Desse modo, a dívida pública brasileira, que já era elevada, deverá subir cerca de 20 pontos percentuais do PIB neste ano. As preocupações quanto à solvência fiscal já vêm pesando negativamente no horizonte doméstico, o que pode tirar ímpeto da retomada em 2021.

Nesse contexto, para que a retomada seja forte e se sustente, é preciso ter um plano de voo bem definido para lidar com essa questão da sustentabilidade, mas sem ignorar os aspectos sociais e econômicos de curto prazo.

Algumas simulações sugerem que há opções para assegurar a solvência fiscal brasileira. Mas isso demandará esforços em várias frentes: será necessário que tenhamos alguma regra contendo os gastos obrigatórios por vários anos (ainda que diferente do atual teto, que tem problemas sérios de desenho e calibragem), que façamos reformas que elevem o potencial de crescimento a médio prazo (como a da tributação indireta) e que não descartemos eventuais elevações de carga tributária (sobretudo por meio de tributos pouco distorcivos para a atividade econômica e que podem combater externalidades negativas, como um “carbon tax”).

Por fim, cabe o seguinte questionamento: precisamos mesmo reduzir a dívida pública?Já não basta estabilizá-la? Eu diria que não. Dívida alta cria vulnerabilidade, tanto para Estados como para pessoas e empresas, e pressiona o risco-país (o que eleva a taxa de juros doméstica e prejudica o investimento e o potencial de crescimento).

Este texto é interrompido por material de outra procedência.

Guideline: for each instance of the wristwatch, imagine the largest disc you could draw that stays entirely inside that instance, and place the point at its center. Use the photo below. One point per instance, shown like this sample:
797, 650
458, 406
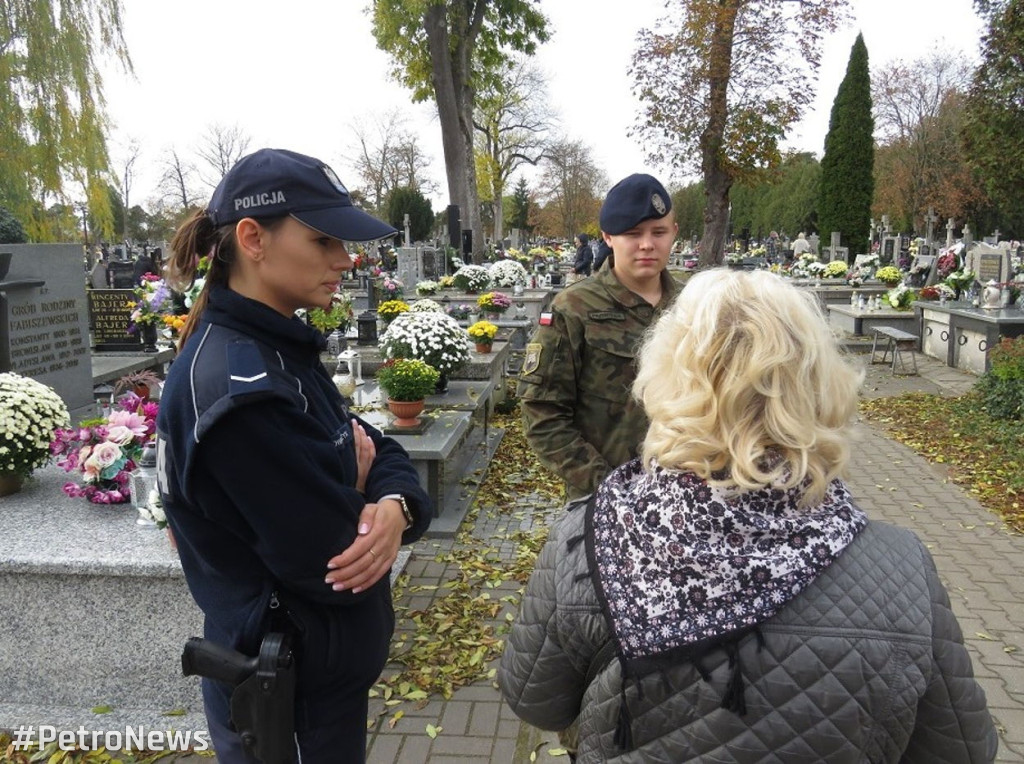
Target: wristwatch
404, 508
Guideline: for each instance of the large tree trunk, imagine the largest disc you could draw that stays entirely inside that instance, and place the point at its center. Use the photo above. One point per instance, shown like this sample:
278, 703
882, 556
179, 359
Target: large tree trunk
718, 179
448, 107
455, 108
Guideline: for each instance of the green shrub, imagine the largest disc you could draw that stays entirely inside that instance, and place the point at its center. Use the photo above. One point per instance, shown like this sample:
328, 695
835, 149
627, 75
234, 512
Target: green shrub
1001, 387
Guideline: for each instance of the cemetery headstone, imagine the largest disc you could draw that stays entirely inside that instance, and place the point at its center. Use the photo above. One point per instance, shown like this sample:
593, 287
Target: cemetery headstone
989, 263
890, 248
44, 327
408, 271
110, 320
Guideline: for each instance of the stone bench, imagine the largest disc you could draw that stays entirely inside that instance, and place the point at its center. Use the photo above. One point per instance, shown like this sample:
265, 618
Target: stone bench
897, 342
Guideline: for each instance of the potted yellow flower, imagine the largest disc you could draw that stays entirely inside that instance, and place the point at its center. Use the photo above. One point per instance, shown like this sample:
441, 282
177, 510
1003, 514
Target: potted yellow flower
391, 309
407, 382
482, 334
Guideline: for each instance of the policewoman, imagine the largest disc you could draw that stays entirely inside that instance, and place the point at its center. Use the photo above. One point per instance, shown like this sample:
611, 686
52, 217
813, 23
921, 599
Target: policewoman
574, 386
279, 499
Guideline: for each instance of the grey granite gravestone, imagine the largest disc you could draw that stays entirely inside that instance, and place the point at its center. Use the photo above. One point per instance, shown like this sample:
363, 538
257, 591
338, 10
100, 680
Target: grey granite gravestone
989, 263
110, 320
44, 329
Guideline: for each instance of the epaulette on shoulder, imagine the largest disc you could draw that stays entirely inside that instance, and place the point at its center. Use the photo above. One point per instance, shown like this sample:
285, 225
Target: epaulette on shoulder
247, 372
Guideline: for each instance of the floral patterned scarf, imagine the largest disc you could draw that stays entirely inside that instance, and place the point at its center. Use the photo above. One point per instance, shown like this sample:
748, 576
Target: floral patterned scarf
679, 565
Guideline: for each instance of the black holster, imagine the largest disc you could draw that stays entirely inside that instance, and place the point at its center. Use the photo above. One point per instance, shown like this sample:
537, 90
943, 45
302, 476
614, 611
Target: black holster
263, 696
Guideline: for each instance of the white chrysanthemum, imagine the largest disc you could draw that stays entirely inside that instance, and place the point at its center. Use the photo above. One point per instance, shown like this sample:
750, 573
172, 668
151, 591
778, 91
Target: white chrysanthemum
30, 412
508, 273
434, 338
426, 306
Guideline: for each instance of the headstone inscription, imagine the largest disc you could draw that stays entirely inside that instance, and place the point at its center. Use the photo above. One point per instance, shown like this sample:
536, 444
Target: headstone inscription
409, 272
989, 263
43, 321
110, 320
889, 249
121, 274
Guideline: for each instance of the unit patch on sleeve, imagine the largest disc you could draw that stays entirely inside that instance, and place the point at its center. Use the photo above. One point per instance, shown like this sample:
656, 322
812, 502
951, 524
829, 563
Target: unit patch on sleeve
532, 359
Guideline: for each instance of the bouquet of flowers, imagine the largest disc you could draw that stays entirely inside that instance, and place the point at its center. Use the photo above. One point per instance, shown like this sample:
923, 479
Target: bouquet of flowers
30, 414
103, 452
426, 306
494, 302
407, 379
153, 301
900, 297
426, 288
390, 309
433, 338
471, 278
508, 273
836, 269
889, 274
339, 315
460, 311
482, 333
390, 288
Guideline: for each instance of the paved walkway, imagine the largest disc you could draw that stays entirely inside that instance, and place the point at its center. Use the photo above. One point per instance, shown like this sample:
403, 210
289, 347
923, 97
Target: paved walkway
981, 564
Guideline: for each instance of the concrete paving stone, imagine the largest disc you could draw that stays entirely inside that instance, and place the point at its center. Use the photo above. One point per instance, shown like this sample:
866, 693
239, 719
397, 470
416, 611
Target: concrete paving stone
463, 746
385, 749
455, 718
483, 719
414, 751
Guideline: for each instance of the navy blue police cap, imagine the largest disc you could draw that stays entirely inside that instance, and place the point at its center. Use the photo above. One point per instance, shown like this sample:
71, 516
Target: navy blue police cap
633, 200
272, 182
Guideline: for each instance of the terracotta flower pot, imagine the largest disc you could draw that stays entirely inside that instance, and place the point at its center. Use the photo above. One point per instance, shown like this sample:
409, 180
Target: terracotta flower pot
406, 412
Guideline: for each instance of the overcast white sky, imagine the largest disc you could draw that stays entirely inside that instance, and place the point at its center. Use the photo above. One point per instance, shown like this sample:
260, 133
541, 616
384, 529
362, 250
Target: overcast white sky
296, 75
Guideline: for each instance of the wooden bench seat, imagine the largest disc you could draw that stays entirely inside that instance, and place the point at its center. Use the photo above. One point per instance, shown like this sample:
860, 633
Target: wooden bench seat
898, 343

Contudo, o processo de consolidação fiscal precisa levar em conta explicitamente fatores como a composição do gasto público(não tratando o investimento público de forma igual às despesas correntes), o estágio do ciclo econômico e os efeitos distributivos das políticas de gasto e taxação, dentre outros elementos que têm sido praticamente ignorados no debate sobre ajuste fiscal no Brasil nos últimos anos.